The Institute for Fiscal Studies said the Chancellor had used "strange" figures for disposable income in his Autumn Statement this week.
The think-tank also warned that, despite the recent economic recovery, households will be "substantially" worse off at the election in 2015 than when the Coalition took office in 2010.
Living standards are the centre of the political battle over the economy. Inflation rising faster than wages has left many households worse off, something Labour says the Coalition has failed to address.
The Chancellor this week tried to counter those charges as he unveiled improved forecasts for economic growth, suggesting that the recovery will soon leave households better off.
In his Commons statement, Mr Osborne cited official figures for disposable income, the sum families have left after paying essential bills. The number is forecast to rise modestly, going up by 0.5 per cent this year and 1.1 per cent next year.
“Yes, real household disposable income is rising,” Mr Osborne told MPs.
However, the IFS pointed out that the statistic Mr Osborne cited does not just cover household incomes but also reflects the finances of charities and universities.
Paul Johnson of the IFS raised questions about Mr Osborne’s use of the disposable income figure.
“It tells us something about household incomes but it should certainly not be used in isolation to measure how they are changing,” he said.

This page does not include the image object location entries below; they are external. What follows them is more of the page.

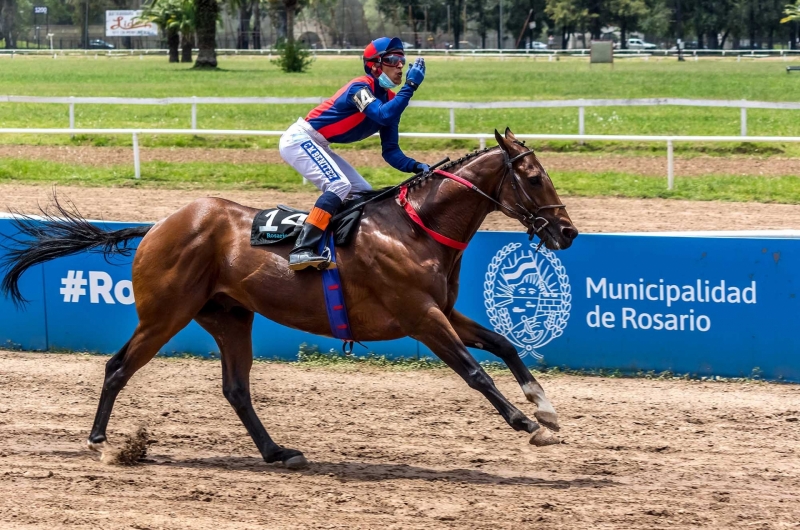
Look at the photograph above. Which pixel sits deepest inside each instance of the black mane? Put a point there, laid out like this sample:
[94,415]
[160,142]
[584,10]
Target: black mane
[370,195]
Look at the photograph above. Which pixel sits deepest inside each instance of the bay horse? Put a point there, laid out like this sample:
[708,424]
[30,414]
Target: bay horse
[398,281]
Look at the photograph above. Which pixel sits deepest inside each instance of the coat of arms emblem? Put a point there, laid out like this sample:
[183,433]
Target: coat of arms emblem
[527,296]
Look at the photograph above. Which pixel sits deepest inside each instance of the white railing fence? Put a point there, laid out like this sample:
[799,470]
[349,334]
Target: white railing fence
[581,104]
[481,137]
[551,55]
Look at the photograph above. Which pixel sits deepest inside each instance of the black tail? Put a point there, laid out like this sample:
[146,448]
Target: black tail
[55,235]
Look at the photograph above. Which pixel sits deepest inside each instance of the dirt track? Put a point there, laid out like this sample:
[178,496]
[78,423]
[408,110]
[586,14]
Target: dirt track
[394,450]
[639,165]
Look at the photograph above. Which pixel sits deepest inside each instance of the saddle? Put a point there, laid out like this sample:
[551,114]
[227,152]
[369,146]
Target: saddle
[283,224]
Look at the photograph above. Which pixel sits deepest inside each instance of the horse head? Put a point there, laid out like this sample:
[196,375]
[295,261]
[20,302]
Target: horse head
[527,193]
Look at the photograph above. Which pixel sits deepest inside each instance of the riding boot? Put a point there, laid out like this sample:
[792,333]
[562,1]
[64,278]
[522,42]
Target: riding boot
[305,253]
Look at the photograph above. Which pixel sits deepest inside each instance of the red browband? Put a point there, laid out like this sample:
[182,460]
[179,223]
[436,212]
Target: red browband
[444,240]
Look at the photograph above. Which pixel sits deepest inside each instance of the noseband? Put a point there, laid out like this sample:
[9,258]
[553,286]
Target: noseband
[527,217]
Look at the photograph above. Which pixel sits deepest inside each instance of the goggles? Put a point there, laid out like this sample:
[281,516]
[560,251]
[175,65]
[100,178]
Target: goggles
[394,60]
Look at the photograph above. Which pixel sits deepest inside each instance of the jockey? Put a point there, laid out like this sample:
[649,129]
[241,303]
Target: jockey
[362,107]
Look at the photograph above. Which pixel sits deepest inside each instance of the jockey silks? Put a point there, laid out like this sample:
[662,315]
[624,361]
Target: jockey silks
[360,109]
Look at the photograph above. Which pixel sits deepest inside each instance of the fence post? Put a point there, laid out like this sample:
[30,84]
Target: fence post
[670,166]
[72,114]
[136,169]
[744,121]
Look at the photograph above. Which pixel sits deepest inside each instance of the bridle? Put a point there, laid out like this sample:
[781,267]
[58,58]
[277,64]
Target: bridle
[523,214]
[526,217]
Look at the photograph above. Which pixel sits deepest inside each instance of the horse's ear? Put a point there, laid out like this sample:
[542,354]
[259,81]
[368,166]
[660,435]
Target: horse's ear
[501,141]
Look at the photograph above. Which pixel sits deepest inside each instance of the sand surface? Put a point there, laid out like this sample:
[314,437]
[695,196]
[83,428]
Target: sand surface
[401,450]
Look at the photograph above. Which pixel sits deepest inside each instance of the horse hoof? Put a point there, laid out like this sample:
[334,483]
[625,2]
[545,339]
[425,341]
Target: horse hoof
[543,437]
[97,447]
[296,462]
[548,419]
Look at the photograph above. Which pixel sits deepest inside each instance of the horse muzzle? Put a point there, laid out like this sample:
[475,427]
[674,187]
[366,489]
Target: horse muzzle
[556,234]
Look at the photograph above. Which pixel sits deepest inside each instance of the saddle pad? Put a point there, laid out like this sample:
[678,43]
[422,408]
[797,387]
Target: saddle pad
[278,225]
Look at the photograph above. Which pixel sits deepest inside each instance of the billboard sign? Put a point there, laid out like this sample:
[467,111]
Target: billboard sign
[724,306]
[128,23]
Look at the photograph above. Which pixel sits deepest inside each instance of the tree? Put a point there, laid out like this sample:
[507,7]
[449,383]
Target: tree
[792,12]
[206,13]
[8,29]
[626,13]
[568,15]
[163,13]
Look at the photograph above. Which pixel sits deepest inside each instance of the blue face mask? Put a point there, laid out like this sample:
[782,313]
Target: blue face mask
[385,82]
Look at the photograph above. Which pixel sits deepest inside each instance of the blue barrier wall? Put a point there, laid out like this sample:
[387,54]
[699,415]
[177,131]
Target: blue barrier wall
[701,305]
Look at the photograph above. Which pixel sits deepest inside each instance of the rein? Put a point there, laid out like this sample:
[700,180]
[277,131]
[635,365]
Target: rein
[527,217]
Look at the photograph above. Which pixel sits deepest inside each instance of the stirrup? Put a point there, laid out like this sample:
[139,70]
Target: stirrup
[308,259]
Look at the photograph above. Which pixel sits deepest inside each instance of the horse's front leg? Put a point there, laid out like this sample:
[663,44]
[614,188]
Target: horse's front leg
[435,331]
[476,336]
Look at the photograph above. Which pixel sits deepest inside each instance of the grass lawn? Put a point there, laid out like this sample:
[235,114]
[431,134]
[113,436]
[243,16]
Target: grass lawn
[448,79]
[282,177]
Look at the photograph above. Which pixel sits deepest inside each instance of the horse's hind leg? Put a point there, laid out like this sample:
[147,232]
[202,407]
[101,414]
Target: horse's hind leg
[150,335]
[477,336]
[436,332]
[232,330]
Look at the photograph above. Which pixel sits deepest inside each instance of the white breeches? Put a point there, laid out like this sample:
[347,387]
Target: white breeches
[309,153]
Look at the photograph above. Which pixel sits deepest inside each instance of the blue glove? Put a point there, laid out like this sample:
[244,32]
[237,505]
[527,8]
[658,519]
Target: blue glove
[416,73]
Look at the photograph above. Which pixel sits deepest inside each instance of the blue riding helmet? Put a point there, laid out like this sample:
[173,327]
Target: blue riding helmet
[378,48]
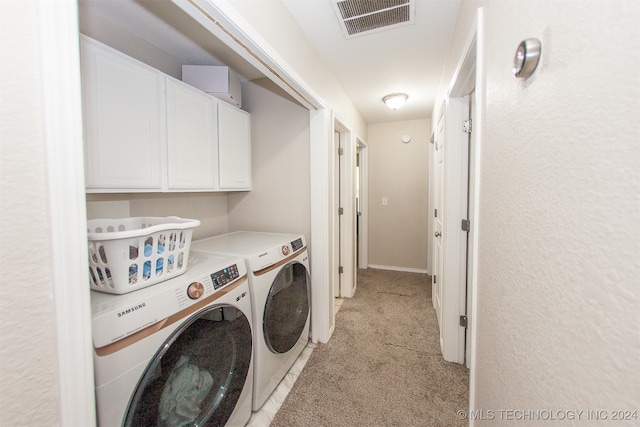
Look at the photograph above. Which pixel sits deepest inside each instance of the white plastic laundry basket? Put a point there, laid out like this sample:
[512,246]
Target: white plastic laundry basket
[126,254]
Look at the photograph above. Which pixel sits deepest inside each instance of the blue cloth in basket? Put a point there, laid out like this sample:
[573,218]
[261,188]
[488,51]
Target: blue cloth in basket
[146,268]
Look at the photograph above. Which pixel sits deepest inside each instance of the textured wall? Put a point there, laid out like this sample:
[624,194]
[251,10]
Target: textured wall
[28,358]
[559,239]
[400,173]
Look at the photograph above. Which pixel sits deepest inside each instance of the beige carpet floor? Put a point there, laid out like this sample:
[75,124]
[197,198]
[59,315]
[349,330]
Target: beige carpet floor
[383,365]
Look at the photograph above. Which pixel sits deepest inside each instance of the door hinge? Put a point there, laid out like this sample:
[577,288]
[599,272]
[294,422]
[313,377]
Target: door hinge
[463,321]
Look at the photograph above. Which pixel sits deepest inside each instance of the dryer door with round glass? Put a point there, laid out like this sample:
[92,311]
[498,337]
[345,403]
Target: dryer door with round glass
[287,308]
[197,376]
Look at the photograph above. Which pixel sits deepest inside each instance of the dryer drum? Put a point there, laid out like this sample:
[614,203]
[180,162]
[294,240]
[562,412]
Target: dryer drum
[197,376]
[287,308]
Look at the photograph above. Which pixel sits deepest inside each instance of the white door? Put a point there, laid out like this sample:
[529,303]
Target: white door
[438,212]
[473,225]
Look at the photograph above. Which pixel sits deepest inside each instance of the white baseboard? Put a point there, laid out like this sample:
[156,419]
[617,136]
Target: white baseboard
[390,267]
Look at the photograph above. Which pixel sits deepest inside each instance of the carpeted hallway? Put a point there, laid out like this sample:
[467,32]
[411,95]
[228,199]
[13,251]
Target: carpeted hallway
[382,366]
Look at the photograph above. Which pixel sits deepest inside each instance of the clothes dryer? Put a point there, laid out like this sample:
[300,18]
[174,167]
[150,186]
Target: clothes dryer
[280,285]
[179,352]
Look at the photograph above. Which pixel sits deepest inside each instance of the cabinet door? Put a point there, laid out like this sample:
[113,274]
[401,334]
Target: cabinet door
[123,116]
[234,141]
[192,139]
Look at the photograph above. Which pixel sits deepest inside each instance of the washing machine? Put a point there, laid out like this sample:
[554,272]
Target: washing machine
[279,285]
[179,352]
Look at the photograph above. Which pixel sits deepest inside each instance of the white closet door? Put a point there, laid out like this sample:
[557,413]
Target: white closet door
[234,141]
[123,116]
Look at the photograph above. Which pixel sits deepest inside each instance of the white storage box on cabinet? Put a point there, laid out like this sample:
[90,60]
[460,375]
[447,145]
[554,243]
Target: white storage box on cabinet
[127,254]
[217,80]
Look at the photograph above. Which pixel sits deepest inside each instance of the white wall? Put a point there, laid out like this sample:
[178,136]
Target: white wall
[400,173]
[273,21]
[28,355]
[559,240]
[280,196]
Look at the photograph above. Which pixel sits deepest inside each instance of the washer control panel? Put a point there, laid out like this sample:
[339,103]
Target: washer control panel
[224,276]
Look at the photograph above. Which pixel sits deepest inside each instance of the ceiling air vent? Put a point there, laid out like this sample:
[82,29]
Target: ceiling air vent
[360,17]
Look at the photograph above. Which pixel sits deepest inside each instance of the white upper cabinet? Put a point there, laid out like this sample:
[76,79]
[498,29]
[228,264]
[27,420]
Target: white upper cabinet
[234,139]
[124,123]
[192,136]
[148,132]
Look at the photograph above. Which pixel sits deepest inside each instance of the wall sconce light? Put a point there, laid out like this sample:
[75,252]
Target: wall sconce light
[395,100]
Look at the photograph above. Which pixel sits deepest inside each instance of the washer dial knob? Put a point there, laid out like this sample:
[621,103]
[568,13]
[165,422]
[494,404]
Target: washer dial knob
[195,290]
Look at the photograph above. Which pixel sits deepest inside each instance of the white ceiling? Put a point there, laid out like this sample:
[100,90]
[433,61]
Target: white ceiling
[405,59]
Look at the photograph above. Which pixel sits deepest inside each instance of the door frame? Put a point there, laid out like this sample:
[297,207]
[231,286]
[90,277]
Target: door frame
[62,119]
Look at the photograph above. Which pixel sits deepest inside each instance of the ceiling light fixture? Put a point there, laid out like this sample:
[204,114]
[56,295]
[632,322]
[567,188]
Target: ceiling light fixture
[395,100]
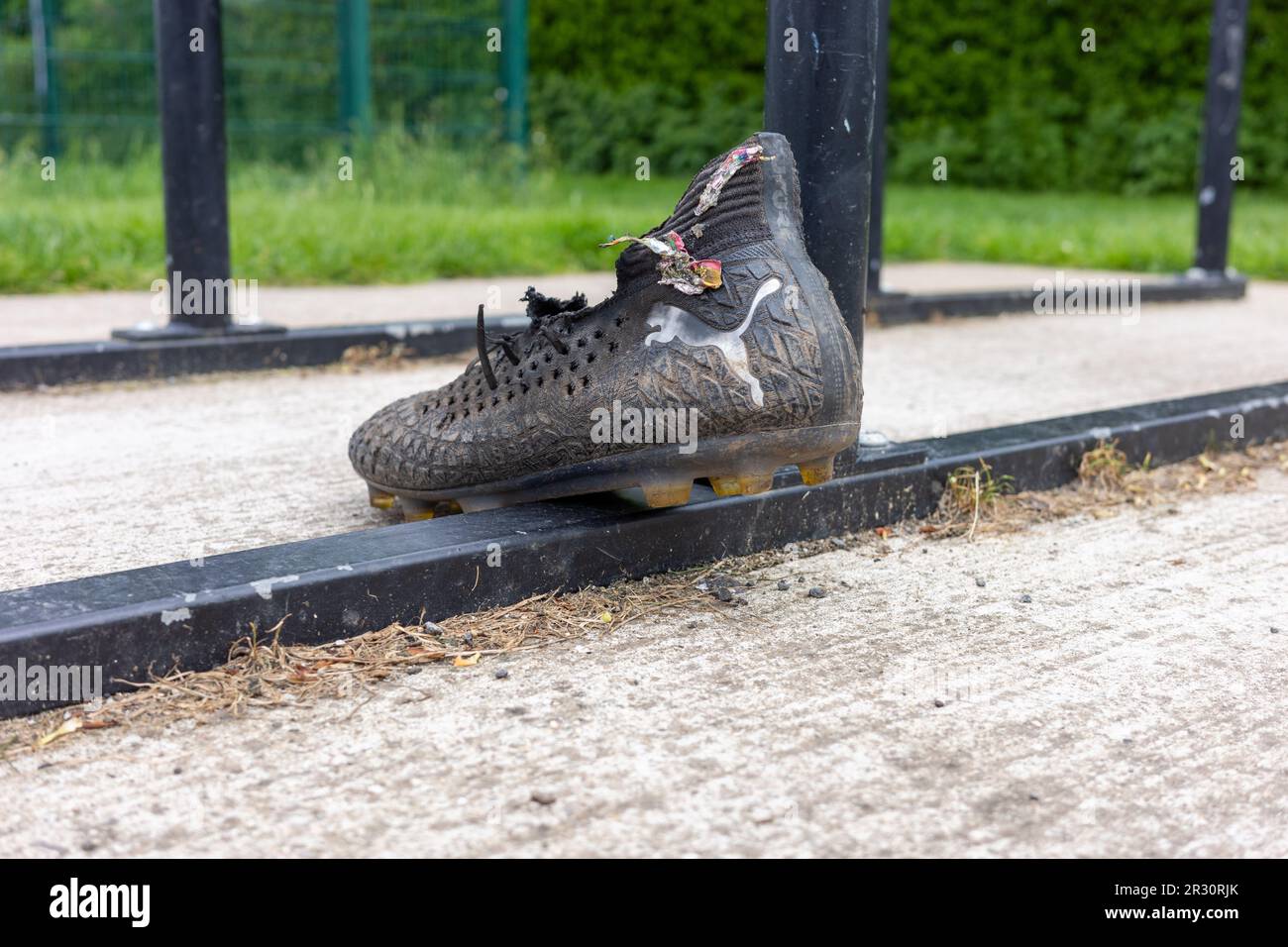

There is “something a little bit strange” about Mr Osborne’s choice of statistic, the think tank suggested.
Andy Love, a Labour member of the Treasury Select Committee, said that Mr Osborne would have to account for his use of the disposable income figure when he appears before the committee to discuss the Autumn Statement.
He said: “There are questions over the accuracy of the Autumn Statement on this issue of living standards. The Chancellor has to be very careful about his use of statistics, since figures like this can easily be misused for political purposes.”
In the battle over living standards, Labour has suggested that the effect of prices outstripping wages is that families are £1,600 a year worse off under the Coalition.
The Treasury disputes that calculation, saying it is based on the wrong measure of inflation, the RPI gauge, which gives a higher reading for prices than the official CPI measure.
However, the IFS said that the broad thrust of the Labour calculation was correct, concluding that households are indeed around £1,600 a year worse off.
The Labour calculation “is not giving a misleading impression of the changes in living standards that have taken place during the financial crisis,” Mr Johnson said.
The IFS also echoed predictions from the Treasury’s Office for Budget Responsibility suggesting that it will be several years before household spending power returns to pre-recession levels.
Household income "will surely still be below its 2010 level by the time we get to the election in 2015," the IFS said.